Laces Made in Devon and their History
Bobbin and Needlelace has been made in Devon since, at least, the early 17th century. It was a cottage industry, by which the wives, daughters and other females related to mainly farm labourers and fishermen supplemented the family income. It was made in towns and villages throughout the East Devon area.
HONITON LACE is made with bobbins using very fine thread. It is a part lace, differing from other British laces which are made in continuous lengths. Each Honiton motif is built up of individually worked shapes and braids, leaves and petals. These may then be joined to make larger pieces, working bars, net or fancy filling stitches in the spaces. These 'fillings', of which there are countless variations, are a particular feature of Honiton lace. Another of its beauties is its pictorial nature, as the part lace technique lent itself to the working of flowers, leaves and butterflies, nowadays lends itself to the making of many modern designs.

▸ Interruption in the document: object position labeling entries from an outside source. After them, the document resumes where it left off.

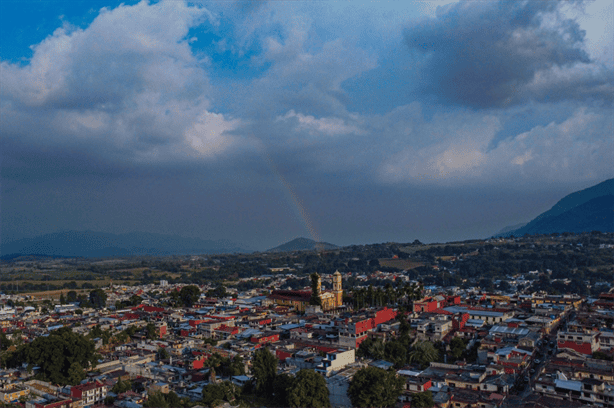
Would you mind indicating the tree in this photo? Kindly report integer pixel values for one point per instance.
(264, 368)
(157, 400)
(422, 399)
(62, 356)
(281, 386)
(121, 386)
(308, 389)
(98, 298)
(375, 387)
(189, 295)
(213, 393)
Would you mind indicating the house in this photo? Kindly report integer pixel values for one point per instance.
(585, 343)
(336, 360)
(90, 393)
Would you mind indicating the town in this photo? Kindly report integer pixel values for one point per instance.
(506, 322)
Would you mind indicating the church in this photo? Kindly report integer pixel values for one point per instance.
(299, 299)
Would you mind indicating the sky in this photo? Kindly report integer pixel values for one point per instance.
(350, 122)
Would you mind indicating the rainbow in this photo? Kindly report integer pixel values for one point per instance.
(296, 202)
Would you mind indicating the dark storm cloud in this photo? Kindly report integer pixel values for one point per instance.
(494, 54)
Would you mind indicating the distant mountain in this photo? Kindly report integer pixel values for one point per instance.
(91, 244)
(510, 228)
(591, 209)
(302, 244)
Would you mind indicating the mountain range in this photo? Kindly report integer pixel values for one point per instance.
(591, 209)
(100, 244)
(302, 244)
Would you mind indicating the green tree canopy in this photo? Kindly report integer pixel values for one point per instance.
(62, 356)
(121, 386)
(281, 385)
(213, 393)
(308, 389)
(189, 295)
(374, 387)
(264, 368)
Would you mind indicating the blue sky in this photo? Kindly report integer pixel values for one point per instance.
(350, 122)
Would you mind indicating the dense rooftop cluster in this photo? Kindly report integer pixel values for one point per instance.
(167, 343)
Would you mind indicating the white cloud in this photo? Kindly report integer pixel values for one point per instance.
(579, 148)
(129, 83)
(331, 126)
(207, 134)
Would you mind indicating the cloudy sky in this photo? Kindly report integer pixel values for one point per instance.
(259, 122)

Queen Victoria and all her daughters, as well as Queen Alexandra and Queen Mary, were married in Honiton lace, while the original Royal Christening Robe, made for the christening of Queen Victoria's first child, the Princess Royal, in 1841, was a gift from the lace makers of Woodbury Parish. The replica christening robe, ordered by Queen Elizabeth II was first worn by Viscount Severn, in April 2008.
When machine-made net was invented early in the 19th century Honiton motifs were applied to make veils and other items. Poorly worked and designed pieces of Honiton lace probably date from this period as those who made the lace and those who dealt in it struggled to compete with the lace the machines could produce, although they were unable to actually reproduce Honiton lace.
Honiton lace has become the generic term used for this lace, although it was produced all over East Devon. This came about from two historical facts: firstly the 1685 Memorandum showed there to be more lace makers in Honiton than in any other East Devon town or village and secondly because Honiton was the collection point for the boxes of lace to be taken by coach to London and Bath.
Today Honiton lace lives on as a beautiful and absorbing hobby, thanks to the Devon Lace Teachers and those who have learned form them.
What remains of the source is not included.